Chicago – June 09, 2026
The story of the Alam Khan family sits inside a much older history of Muslim charitable endowments, or waqf, that stretches back several centuries in India. By the eighteenth century, nobles, merchants and scholars had endowed mosques, khanqahs, graveyards and schools as permanent waqf, embedding religious charity into the landholding system of Mughal and successor states.
Under British rule, the colonial state slowly began codifying this institution, culminating in laws such as the first Waqf Act of 1913 and the Mussalman Waqf Act of 1923, which attempted to regulate accounts and supervision of these endowments.
These measures, however, did not stop widespread complaints about encroachment, forged documents and misuse of waqf land by private parties and local officials. As one legal analysis notes, vague titles, oral declarations and weak enforcement made waqf properties especially vulnerable to being “captured” over time.
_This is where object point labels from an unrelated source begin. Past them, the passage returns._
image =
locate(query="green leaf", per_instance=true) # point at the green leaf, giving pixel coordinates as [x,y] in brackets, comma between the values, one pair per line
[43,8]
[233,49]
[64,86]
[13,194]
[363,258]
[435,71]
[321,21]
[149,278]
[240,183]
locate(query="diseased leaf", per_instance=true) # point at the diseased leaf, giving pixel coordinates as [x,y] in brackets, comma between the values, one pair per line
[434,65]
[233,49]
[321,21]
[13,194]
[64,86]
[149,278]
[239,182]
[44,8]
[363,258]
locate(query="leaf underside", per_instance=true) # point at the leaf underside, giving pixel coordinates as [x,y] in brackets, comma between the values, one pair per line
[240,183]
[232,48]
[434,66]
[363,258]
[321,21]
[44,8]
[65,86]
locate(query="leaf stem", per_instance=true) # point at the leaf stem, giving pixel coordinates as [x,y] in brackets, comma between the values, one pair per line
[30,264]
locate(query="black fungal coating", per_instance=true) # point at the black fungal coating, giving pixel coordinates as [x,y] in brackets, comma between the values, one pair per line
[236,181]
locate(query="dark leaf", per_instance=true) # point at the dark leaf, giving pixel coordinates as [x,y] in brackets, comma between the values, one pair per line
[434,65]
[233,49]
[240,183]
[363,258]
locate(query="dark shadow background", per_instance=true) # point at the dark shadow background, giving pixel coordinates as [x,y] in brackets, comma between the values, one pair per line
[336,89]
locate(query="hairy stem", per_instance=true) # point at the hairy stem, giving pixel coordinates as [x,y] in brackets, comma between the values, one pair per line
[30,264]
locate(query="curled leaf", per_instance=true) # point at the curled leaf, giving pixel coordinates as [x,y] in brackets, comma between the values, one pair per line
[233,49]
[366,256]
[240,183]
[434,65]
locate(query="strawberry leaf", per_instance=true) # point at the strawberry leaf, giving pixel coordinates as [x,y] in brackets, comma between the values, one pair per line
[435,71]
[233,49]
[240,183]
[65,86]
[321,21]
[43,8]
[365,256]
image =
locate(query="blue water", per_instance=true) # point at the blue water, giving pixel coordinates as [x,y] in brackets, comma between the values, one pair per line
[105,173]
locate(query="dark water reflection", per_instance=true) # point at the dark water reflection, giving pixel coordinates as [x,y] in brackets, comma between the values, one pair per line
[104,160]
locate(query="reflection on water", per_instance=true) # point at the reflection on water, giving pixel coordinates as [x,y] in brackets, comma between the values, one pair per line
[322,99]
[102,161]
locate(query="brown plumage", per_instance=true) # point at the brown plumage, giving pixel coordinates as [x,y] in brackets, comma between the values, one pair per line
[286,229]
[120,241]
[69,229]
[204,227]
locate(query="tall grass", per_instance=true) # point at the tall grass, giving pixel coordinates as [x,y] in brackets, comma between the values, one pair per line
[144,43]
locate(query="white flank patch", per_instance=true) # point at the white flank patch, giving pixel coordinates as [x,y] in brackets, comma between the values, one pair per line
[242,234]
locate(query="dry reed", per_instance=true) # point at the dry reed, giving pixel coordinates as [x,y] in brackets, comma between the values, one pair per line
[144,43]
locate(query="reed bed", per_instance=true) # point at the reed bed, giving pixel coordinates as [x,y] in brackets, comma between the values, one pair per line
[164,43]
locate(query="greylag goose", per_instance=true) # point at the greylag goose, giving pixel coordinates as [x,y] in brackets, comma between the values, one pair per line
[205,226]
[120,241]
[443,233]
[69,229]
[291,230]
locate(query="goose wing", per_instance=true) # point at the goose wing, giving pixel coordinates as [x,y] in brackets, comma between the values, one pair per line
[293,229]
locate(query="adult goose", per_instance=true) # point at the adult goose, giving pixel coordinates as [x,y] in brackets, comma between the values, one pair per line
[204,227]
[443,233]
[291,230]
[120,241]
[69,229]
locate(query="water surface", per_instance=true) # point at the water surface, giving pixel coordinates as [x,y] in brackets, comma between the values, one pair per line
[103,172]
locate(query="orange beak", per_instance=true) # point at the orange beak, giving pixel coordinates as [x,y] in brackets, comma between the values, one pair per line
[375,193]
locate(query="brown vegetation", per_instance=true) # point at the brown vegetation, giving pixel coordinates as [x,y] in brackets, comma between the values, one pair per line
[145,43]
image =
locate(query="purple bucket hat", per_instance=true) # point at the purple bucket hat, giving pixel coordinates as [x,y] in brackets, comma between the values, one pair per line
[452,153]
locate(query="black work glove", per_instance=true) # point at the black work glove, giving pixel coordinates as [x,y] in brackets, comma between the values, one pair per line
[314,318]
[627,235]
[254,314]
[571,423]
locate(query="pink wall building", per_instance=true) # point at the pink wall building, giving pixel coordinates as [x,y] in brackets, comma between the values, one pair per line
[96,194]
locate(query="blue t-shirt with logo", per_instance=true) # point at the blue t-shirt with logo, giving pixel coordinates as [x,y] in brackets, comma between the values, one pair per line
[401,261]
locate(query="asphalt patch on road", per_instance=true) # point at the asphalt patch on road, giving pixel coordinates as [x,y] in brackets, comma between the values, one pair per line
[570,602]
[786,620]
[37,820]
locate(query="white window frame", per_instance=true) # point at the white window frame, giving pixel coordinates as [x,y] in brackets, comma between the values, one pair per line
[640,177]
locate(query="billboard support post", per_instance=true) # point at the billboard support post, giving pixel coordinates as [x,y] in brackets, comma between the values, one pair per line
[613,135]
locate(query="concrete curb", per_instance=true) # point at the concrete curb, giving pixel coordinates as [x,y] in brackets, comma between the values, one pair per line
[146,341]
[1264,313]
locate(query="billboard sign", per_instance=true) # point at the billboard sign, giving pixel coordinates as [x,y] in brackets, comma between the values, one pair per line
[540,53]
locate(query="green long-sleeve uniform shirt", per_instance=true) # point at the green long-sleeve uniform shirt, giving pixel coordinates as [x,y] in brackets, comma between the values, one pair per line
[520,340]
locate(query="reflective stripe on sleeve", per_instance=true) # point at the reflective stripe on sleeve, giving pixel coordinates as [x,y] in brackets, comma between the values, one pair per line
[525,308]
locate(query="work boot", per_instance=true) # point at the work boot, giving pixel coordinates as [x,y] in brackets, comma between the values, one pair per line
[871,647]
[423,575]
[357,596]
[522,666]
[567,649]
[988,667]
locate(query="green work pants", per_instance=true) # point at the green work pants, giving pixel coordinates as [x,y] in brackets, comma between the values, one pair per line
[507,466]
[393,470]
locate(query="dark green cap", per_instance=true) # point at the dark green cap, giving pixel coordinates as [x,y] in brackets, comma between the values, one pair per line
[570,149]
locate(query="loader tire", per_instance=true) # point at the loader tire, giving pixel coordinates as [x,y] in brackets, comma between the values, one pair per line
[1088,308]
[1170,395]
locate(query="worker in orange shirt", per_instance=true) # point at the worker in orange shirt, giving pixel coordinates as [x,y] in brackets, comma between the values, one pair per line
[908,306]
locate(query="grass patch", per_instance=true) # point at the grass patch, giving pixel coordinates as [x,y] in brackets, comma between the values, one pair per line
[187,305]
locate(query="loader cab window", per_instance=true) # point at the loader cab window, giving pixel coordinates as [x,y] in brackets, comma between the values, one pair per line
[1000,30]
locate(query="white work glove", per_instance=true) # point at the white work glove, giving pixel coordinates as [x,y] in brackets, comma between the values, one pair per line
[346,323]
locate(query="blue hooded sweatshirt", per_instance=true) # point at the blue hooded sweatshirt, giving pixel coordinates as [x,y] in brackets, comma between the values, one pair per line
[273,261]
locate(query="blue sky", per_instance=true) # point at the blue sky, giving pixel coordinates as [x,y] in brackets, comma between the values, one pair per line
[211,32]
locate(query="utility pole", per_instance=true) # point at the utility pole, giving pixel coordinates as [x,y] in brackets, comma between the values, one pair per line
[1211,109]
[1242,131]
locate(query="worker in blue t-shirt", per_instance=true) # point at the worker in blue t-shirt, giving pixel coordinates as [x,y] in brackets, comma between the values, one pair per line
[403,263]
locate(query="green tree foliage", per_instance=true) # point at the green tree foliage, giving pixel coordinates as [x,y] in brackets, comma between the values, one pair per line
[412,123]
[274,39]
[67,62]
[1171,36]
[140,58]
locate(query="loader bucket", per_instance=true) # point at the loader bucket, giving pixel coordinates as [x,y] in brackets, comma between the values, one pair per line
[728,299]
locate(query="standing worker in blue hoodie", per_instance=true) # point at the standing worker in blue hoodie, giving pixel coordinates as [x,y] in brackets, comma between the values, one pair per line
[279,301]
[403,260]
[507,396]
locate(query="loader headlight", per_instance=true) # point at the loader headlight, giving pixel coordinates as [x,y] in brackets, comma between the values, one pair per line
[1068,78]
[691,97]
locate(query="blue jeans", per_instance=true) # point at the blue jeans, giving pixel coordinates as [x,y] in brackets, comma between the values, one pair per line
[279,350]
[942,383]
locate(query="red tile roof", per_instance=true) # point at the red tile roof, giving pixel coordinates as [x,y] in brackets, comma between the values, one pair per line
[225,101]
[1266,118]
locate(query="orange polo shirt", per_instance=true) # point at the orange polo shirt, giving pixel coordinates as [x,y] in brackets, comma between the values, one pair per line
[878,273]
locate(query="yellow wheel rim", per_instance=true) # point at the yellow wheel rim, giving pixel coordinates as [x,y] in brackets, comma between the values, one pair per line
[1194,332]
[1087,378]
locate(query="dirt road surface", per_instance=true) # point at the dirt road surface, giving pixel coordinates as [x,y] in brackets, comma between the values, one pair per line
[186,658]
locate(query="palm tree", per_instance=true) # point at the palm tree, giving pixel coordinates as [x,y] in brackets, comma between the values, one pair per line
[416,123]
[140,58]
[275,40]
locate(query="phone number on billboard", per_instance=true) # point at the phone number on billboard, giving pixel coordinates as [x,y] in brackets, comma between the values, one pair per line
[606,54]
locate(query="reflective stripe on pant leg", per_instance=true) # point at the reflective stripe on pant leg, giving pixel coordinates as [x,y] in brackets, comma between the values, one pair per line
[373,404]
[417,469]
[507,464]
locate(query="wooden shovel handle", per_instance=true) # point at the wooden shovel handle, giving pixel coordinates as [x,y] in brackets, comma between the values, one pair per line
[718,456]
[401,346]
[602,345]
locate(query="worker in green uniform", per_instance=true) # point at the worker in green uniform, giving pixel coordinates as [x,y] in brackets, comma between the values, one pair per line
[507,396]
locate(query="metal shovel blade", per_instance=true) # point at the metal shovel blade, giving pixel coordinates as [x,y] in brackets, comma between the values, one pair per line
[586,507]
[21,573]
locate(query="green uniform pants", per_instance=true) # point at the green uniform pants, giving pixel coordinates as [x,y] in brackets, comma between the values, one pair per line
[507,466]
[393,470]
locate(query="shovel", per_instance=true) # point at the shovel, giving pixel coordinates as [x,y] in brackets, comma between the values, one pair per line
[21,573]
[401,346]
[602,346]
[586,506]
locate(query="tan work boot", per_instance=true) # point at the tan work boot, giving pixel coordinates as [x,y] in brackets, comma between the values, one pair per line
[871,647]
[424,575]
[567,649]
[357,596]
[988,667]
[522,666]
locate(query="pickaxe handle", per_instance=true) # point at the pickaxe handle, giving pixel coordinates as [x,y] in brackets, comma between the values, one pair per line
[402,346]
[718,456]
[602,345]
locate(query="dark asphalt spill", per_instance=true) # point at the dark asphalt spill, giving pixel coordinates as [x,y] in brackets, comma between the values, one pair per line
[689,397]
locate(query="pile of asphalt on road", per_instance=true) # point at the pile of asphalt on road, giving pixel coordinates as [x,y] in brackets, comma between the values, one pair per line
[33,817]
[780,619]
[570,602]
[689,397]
In the princely state of Hyderabad, the Asaf Jahi Nizams presided over a powerful Muslim aristocracy that combined jagirdari (feudal) estates with modern commercial ventures. In 1921, trader‑turned‑industrialist Mohammad Abdus Sattar founded the Hyderabad Deccan Cigarette Factory, launching the Golconda brand during the last Nizam’s reign.
His only daughter, Abida Khatoon, later married young Nawab Shah Alam Khan of a jagirdar family, fusing commercial capital with traditional nobility just as India moved toward independence in 1947 and the old Hyderabad order faced extinction.